There are many underlying origins—biological, psychological and social—that can lead to an addiction to Vicodin, including a genetic predisposition to drug abuse and addiction, childhood or recurring physical or mental abuse and previous experience with opioids and their effects. But sadly, beyond their use for moderate to serious relief from pain as prescribed by a medical professional it’s common for a dependence to and tolerance for the drug to develop quickly as the body and brain become accustomed to the drug’s effects in a relatively short period of time.
Among the most common signs of a Vicodin addiction are “nodding out,” a condition in which the abuser appears to be in a constant daze or have difficulty focusing on a particular task or conversation; vomiting or nausea; severe and sudden mood swings; a noticeable state of paranoia; uncontrollable bouts of depression accompanied by insomnia; and an obvious obsession with getting more of the drug, which may involve visiting different physicians to obtain multiple prescriptions, lying about a prescription being lost, going through their prescription too quickly or outright stealing of Vicodin from family and friends.
Other physical symptoms of Vicodin abuse—which are common with the abuse of any opioid—are a slowed heartbeat; lightheadedness; confusion and fear; seizures and convulsions; a headache accompanied by blurred vision; ringing in the ears; constricted pupils; itching and swelling; extreme weakness; cold and clammy skin; constant drowsiness; and persistent constipation.
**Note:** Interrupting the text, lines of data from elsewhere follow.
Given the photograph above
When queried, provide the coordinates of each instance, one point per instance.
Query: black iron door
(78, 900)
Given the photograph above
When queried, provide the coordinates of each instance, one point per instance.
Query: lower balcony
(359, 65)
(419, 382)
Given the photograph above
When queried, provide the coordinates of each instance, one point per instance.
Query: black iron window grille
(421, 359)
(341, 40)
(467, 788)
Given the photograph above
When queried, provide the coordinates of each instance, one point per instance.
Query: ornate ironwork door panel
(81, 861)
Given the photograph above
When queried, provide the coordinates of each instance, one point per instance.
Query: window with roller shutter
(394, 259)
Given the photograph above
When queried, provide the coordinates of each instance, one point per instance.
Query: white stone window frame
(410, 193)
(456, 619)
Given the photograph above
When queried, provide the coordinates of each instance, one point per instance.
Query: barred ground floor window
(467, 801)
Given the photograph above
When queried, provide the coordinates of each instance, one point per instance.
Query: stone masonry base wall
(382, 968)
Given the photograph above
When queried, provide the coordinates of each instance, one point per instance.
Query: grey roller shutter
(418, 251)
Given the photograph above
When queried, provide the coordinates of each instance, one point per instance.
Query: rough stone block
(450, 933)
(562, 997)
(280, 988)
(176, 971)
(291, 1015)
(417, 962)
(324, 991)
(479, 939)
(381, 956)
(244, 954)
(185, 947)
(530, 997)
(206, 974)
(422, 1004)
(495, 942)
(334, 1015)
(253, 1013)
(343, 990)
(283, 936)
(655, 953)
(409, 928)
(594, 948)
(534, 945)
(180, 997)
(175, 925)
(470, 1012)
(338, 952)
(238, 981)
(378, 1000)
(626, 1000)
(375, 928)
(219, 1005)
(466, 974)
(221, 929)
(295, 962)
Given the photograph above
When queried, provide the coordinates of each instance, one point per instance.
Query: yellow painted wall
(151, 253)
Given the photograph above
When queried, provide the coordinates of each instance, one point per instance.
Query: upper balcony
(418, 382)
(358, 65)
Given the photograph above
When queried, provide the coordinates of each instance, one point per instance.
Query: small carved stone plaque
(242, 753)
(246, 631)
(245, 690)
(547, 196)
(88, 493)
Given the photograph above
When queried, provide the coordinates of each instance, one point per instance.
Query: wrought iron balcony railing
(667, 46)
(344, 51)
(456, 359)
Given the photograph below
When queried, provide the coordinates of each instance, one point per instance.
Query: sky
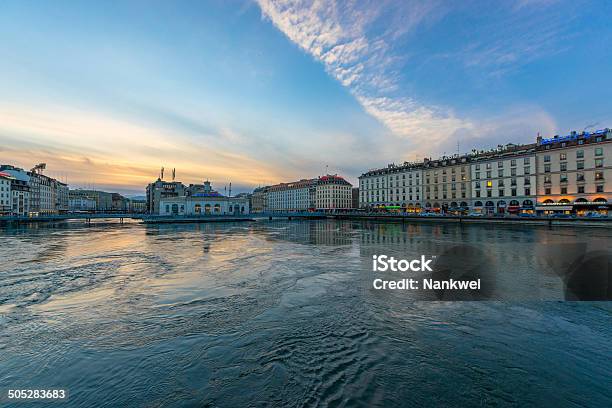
(266, 91)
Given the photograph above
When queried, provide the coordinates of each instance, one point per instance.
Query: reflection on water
(279, 313)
Many of these outward signs of abuse may signal a potential Vicodin overdose as well, and therefore should be closely monitored. In the event of an overdose it’s vital the individual seek emergency medical attention immediately as their heart rate may slow down to point of coma or death.
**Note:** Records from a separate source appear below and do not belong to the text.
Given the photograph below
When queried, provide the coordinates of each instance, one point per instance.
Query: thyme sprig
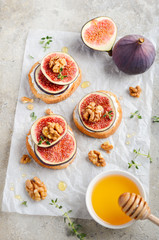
(138, 153)
(74, 227)
(24, 203)
(109, 114)
(33, 116)
(45, 42)
(155, 119)
(60, 76)
(137, 114)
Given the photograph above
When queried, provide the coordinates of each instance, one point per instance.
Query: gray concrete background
(16, 18)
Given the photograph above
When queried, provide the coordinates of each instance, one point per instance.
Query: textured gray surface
(16, 18)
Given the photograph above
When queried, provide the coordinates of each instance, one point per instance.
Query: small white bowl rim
(89, 194)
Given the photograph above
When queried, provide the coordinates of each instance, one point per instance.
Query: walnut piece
(56, 63)
(92, 112)
(26, 100)
(25, 159)
(96, 158)
(30, 106)
(52, 131)
(36, 189)
(48, 112)
(107, 146)
(135, 92)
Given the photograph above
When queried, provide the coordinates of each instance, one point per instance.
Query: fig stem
(110, 53)
(141, 40)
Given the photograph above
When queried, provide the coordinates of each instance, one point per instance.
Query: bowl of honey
(102, 197)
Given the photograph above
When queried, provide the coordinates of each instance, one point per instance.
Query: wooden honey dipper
(136, 207)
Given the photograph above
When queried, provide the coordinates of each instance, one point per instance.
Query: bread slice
(102, 134)
(48, 98)
(30, 149)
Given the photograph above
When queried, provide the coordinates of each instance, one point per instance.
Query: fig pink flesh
(61, 152)
(99, 32)
(102, 100)
(46, 85)
(43, 122)
(70, 70)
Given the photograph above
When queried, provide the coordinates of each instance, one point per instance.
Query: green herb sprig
(109, 114)
(33, 116)
(24, 203)
(137, 114)
(138, 153)
(45, 42)
(60, 76)
(155, 119)
(72, 225)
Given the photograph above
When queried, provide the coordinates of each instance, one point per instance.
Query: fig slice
(37, 127)
(108, 115)
(45, 85)
(70, 71)
(99, 33)
(59, 154)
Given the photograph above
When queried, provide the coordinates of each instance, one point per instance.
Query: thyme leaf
(137, 114)
(155, 119)
(74, 227)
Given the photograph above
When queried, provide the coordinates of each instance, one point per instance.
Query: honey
(85, 84)
(105, 198)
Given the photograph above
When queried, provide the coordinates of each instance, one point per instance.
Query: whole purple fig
(134, 54)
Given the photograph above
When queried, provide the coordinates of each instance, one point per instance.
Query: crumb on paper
(30, 106)
(135, 92)
(107, 146)
(25, 159)
(36, 189)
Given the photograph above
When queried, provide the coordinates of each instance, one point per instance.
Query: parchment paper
(99, 69)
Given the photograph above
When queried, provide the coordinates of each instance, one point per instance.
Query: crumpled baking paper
(97, 68)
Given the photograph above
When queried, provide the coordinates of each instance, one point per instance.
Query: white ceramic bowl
(89, 196)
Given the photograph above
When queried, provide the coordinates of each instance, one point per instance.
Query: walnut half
(96, 158)
(25, 159)
(52, 131)
(92, 112)
(135, 92)
(107, 146)
(56, 63)
(36, 189)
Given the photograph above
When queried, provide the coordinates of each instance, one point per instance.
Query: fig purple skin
(133, 54)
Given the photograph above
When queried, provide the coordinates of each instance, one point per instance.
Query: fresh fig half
(133, 54)
(99, 33)
(108, 114)
(68, 74)
(36, 130)
(45, 85)
(59, 154)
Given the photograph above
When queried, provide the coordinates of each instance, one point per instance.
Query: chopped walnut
(25, 159)
(56, 63)
(48, 112)
(107, 146)
(52, 131)
(36, 189)
(92, 112)
(30, 106)
(26, 100)
(96, 158)
(135, 92)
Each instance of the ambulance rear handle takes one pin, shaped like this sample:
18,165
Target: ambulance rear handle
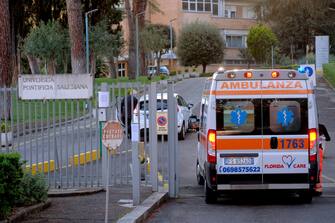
274,143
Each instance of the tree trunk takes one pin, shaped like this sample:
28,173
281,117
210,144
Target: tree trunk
5,45
138,6
114,67
204,68
51,66
158,58
34,68
131,42
76,31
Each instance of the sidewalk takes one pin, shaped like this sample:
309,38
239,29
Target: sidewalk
88,208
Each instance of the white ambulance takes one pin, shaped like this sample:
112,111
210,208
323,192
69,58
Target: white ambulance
258,131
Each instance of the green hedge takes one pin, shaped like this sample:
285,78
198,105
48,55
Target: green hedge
329,72
11,174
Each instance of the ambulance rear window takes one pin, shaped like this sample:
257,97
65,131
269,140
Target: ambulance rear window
236,117
285,116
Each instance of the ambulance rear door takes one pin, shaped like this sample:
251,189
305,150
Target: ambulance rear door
285,133
239,133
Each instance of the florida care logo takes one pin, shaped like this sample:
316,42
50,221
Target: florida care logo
288,160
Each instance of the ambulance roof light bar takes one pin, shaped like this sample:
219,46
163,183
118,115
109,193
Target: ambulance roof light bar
275,74
248,74
221,70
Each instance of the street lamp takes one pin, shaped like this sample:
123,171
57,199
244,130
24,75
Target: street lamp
171,41
137,43
87,40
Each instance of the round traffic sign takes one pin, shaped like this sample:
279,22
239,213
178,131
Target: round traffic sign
112,134
161,120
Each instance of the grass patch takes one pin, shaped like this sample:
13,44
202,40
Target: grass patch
329,73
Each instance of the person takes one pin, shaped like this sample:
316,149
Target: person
323,132
128,104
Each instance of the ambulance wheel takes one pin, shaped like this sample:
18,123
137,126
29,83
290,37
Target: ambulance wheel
306,197
200,178
210,195
181,135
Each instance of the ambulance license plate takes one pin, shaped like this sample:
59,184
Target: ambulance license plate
239,161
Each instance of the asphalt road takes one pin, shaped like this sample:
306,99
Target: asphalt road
252,206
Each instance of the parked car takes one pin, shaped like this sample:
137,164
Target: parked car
183,113
162,70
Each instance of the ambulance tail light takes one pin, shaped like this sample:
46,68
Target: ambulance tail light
248,74
291,74
275,74
211,146
231,75
312,139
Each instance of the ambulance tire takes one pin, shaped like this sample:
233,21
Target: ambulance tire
200,178
210,195
306,197
181,135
As recognizable as the physical signs and symptoms of Vicodin abuse may be, the social aspects may be harder to realize. Sometimes an addict displays a slow withdrawal from friends and family members and ceases hobbies and activities that were
once enjoyable. The psychological symptoms of abuse may also be less noticeable, and may include bouts of euphoria and anxiety; severe mood swings, delusion thinking or behavior; and memory problems.
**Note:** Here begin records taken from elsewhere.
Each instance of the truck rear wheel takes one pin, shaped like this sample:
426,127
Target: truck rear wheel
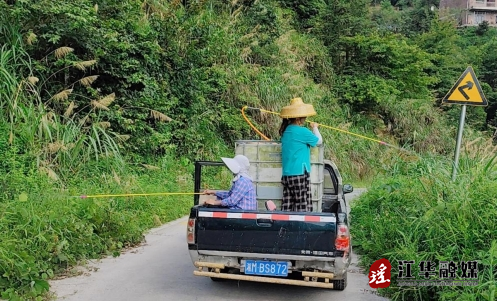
340,285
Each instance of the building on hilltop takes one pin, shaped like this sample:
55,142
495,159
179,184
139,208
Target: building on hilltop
470,12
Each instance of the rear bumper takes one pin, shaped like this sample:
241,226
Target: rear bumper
337,266
326,284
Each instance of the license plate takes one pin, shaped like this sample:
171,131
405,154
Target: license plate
266,268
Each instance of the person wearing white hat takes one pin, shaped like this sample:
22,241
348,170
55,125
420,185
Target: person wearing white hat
242,193
296,142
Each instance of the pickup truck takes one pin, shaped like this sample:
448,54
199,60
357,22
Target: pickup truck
294,248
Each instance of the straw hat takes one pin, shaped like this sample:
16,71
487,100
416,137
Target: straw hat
297,108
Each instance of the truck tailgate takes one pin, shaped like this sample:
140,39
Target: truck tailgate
291,233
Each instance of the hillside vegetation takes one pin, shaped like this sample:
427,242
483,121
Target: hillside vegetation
110,96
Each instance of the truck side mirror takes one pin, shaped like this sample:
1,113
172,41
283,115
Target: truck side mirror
347,188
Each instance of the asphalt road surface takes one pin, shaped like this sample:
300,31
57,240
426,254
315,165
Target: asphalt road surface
161,269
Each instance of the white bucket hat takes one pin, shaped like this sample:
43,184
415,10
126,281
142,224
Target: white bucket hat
239,165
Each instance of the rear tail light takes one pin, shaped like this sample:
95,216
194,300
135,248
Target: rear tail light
342,241
190,231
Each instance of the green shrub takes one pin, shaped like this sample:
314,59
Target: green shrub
419,214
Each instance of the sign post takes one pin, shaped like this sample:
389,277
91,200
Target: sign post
466,91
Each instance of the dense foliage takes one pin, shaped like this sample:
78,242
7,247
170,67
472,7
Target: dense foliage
416,214
129,91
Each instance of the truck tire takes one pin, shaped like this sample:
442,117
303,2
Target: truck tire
340,285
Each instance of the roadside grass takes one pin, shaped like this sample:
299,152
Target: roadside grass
45,232
417,213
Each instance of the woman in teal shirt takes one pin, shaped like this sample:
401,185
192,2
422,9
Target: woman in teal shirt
296,142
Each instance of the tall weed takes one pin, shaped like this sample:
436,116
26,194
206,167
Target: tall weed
419,214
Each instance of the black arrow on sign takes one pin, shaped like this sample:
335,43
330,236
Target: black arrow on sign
469,86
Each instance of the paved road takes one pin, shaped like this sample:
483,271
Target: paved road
161,269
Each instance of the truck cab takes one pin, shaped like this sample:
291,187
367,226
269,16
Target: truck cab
270,245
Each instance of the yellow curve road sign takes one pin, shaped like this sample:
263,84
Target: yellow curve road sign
466,91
As the abuser develops a tolerance to Vicodin, more and more of the drug is needed to attain both the pain-relieving effects as well as the euphoric high that accompanies those effects. And over time Vicodin can seriously harm the body’s internal systems, causing liver damage or failure (due to the acetaminophen present in the compound), jaundice and problems with the urinary system. Additionally, after long-term abuse Vicodin alters receptors in the brain, and therefore the effects of the drug—especially difficulty concentrating, severe mood swings, anxiety and depression—can become permanent conditions.